12. Mit Verfahrensanordnung beraumte das Bundesverwaltungsgericht in der Angelegenheit eine öffentliche mündliche Verhandlung an, zu der die Parteien des Verfahrens entsprechend geladen wurden.
13. Am 25.02.2020 führte das Bundesverwaltungsgericht in Anwesenheit des BF, seines rechtlichen Vertreters und des Disziplinaranwalts eine mündliche Verhandlung durch.
Zunächst bestätigten der BF und dessen rechtlicher Vertreter ausdrücklich, dass sich die Beschwerde ausschließlich gegen die Strafbemessung und damit die Strafhöhe richtet, der Schuldspruch und die Einstellung bleibt unangefochten.
Zu seinen persönlichen und wirtschaftlichen Verhältnissen befragt, gab der BF an, dass er drei Kinder im Alter von 21, 26 und 28 Jahren habe. Es bestünden keine Unterhaltspflichten mehr. Er besitze ein Haus, das grundbücherlich nicht belastet sei. Seiner Exfrau habe er 70.000,- Euro zu leisten gehabt, wovon er den größten Teil bereits abbezahlt habe. Zurzeit verdiene er netto etwa 1.800,- bis 1.900,- Euro. Seine besoldungsrechtliche Einstufung richte sich noch immer nach seinem alten Arbeitsplatz, glaublich sei das A3/2. Die von ihm ins Treffen geführten Gehaltseinbußen würden damit zusammenhängen, dass er damals die Tätigkeit eines Gerichtsvollziehers ausgeübt habe, womit Provisionen verbunden gewesen seien. Es handle sich dabei um Nebengebühren. Er habe eine Lebensgefährtin und zwei seiner Kinder würden noch bei ihm leben.

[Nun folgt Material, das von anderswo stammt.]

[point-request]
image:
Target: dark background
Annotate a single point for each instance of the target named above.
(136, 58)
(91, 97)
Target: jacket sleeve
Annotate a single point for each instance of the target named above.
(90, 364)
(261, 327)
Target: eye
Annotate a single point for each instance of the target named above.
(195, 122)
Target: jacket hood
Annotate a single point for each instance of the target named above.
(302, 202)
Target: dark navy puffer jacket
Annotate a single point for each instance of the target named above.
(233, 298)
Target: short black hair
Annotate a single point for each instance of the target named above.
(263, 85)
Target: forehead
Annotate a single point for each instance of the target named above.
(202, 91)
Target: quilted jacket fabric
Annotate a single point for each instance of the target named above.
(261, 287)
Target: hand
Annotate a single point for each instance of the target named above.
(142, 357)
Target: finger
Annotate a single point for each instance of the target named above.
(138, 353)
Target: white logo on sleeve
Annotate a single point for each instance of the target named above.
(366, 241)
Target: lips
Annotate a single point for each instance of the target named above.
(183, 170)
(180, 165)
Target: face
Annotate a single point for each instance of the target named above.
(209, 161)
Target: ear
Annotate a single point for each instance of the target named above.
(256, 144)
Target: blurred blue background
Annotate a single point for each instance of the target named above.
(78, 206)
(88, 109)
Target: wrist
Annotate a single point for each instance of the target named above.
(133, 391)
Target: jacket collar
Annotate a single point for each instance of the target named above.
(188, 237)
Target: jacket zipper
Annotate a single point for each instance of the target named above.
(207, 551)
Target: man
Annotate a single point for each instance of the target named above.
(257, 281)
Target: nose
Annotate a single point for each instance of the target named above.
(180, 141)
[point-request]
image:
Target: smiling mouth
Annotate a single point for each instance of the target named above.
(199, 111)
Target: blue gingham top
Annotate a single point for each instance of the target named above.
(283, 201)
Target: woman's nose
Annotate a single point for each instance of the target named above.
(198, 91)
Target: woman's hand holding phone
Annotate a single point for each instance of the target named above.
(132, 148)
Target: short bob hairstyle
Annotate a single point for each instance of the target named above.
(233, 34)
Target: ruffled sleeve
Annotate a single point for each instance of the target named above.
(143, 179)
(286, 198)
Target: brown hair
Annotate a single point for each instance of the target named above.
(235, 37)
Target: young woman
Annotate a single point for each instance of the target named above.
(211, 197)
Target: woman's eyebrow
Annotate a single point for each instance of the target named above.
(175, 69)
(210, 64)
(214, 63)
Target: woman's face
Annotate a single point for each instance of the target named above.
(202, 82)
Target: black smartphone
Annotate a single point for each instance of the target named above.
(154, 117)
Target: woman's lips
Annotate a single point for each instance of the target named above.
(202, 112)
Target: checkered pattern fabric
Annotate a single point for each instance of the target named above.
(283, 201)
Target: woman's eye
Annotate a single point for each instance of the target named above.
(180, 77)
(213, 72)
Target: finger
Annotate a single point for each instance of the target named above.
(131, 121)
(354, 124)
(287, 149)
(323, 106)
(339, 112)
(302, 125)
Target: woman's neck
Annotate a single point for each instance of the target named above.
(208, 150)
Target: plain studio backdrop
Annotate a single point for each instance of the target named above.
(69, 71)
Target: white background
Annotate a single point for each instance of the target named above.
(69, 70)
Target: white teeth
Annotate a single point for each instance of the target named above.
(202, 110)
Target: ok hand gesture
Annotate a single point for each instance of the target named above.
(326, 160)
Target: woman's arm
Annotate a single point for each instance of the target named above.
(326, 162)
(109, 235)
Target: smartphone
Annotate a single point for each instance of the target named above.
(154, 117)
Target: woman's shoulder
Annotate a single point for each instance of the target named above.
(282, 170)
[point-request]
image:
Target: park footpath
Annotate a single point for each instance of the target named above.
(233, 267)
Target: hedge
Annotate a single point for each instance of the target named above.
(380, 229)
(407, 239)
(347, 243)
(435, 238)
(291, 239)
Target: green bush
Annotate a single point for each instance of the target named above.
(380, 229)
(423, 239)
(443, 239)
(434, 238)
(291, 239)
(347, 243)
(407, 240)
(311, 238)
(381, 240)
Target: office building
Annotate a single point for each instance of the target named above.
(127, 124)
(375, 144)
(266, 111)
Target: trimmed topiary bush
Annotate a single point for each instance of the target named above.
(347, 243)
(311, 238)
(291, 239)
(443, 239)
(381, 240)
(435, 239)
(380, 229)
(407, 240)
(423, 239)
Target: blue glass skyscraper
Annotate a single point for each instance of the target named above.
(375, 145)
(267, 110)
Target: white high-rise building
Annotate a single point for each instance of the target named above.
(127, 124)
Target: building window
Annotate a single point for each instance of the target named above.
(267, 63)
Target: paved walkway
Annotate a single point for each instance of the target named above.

Der BF legte dem Gericht den schriftlichen Nachweis für eine ihm am 12.11.2019 vom Dienstgeber zugesprochene Belohnung in der Höhe von 150,- Euro sowie eine weitere Bestätigung der Gerichtsvorsteherin über die Zufriedenheit mit seinem Arbeitseinsatz vor.

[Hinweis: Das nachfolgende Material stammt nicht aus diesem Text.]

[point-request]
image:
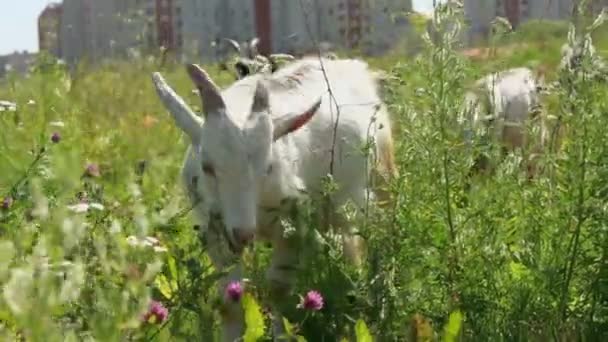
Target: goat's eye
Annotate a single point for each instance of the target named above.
(208, 170)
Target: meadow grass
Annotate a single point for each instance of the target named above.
(509, 259)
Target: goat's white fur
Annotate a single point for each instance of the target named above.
(243, 143)
(501, 103)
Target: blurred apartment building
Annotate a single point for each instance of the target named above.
(97, 29)
(481, 13)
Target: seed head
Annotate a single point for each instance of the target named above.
(312, 301)
(157, 311)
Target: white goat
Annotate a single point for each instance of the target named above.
(250, 61)
(500, 104)
(266, 138)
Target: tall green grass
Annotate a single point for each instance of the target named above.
(509, 259)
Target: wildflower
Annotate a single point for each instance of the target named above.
(312, 301)
(92, 170)
(148, 241)
(83, 207)
(157, 311)
(234, 291)
(7, 202)
(55, 137)
(57, 124)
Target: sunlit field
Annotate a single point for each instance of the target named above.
(98, 240)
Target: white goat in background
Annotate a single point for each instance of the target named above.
(267, 138)
(500, 105)
(250, 61)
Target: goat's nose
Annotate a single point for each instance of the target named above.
(243, 236)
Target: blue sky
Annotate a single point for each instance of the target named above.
(18, 27)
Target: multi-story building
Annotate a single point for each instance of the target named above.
(99, 29)
(49, 24)
(17, 62)
(480, 13)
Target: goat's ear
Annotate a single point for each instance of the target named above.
(209, 92)
(184, 117)
(293, 121)
(260, 99)
(242, 69)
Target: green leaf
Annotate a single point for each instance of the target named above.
(288, 327)
(172, 267)
(254, 320)
(453, 326)
(164, 286)
(290, 331)
(362, 332)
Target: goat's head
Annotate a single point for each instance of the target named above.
(235, 156)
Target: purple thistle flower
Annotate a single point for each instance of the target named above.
(92, 170)
(157, 311)
(234, 291)
(55, 138)
(7, 202)
(312, 301)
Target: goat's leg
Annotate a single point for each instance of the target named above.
(232, 316)
(281, 274)
(352, 243)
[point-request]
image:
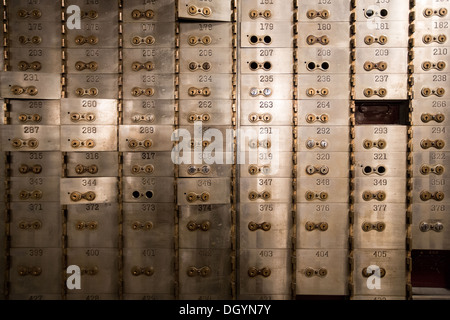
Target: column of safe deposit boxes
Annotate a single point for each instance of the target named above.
(380, 54)
(31, 87)
(323, 147)
(89, 113)
(430, 139)
(207, 95)
(148, 110)
(266, 99)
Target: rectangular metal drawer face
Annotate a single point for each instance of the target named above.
(205, 271)
(430, 190)
(266, 139)
(323, 86)
(215, 10)
(265, 225)
(280, 35)
(381, 86)
(148, 271)
(333, 11)
(48, 11)
(89, 190)
(143, 61)
(434, 165)
(392, 138)
(194, 61)
(88, 111)
(266, 165)
(34, 189)
(430, 222)
(263, 61)
(35, 225)
(371, 165)
(93, 224)
(265, 190)
(148, 112)
(320, 164)
(257, 11)
(312, 34)
(322, 226)
(323, 139)
(85, 61)
(147, 164)
(431, 86)
(209, 112)
(148, 190)
(270, 112)
(323, 112)
(322, 61)
(322, 271)
(30, 138)
(431, 60)
(368, 34)
(199, 87)
(379, 226)
(145, 138)
(194, 191)
(35, 164)
(380, 190)
(205, 226)
(39, 35)
(264, 270)
(31, 112)
(35, 270)
(88, 138)
(148, 225)
(92, 164)
(215, 34)
(103, 35)
(160, 11)
(393, 11)
(149, 35)
(427, 34)
(153, 86)
(322, 190)
(388, 60)
(262, 87)
(99, 269)
(392, 270)
(431, 139)
(40, 60)
(429, 114)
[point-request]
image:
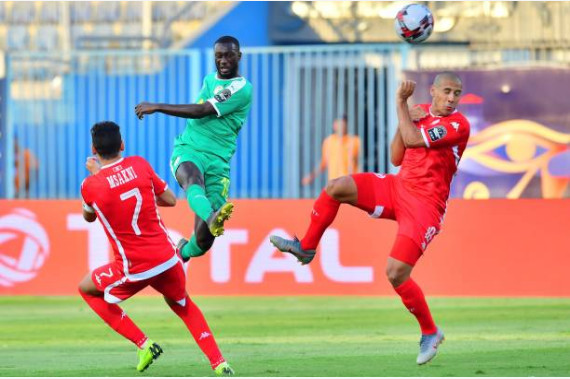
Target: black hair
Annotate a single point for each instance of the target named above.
(227, 39)
(106, 137)
(446, 75)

In der Folge wurde die dem BF vorgesetzte Gerichtsvorsteherin als Zeugin befragt. Sie gab an, dass der BF am 02.05.2017 ihrem Bezirksgericht zugeteilt worden sei. Wenige Tage später sei er vorläufig vom Dienst suspendiert worden. Nach Aufhebung der Suspendierung durch die Disziplinarkommission sei er dann noch einige Tage krank gewesen und schließlich am 10.07.2017 zum Dienst erschienen. Sie habe gefragt, wo sie ihn einsetzen dürfe, die Antwort sei "überall" gewesen. Weil sie gerade im Aktenlager Personalprobleme gehabt hätte, habe sie ihn dort eingeteilt. Der BF habe das zur Zufriedenheit aller gemacht. Auf dieser Position habe er naturgemäß Kontakt mit vielen Mitarbeitern und sich sehr schnell in die Dienststelle eingefügt. Weil sie mit ihm so zufrieden gewesen sei, habe sie ihn ab Dezember 2018 in der Einlaufstelle eingesetzt. Sie würde niemanden in der Einlaufstelle verwenden, auf den sie sich nicht zu 100% verlassen könne, weil Mitarbeiter dort auch Grundbuchstempel setzen müssten, was viel Verantwortung erfordere. Die letzten fünf Jahre habe sie große Probleme mit den Mitarbeitern in der Einlaufstelle gehabt. Deshalb habe es auch eine Kündigung gegeben und so sei dort ein Arbeitsplatz frei geworden. Seit der BF gemeinsam mit einem anderen Mitarbeiter die Einlaufstelle führe (der zweite Mitarbeiter sei aktuell aber wieder weg), gebe es dort keine Probleme mehr. Aufgrund der guten Arbeit des BF in der Einlaufstelle, habe sie sich dazu entschlossen, eine Belohnung für ihn zu beantragen, was letztlich auch bewilligt worden sei.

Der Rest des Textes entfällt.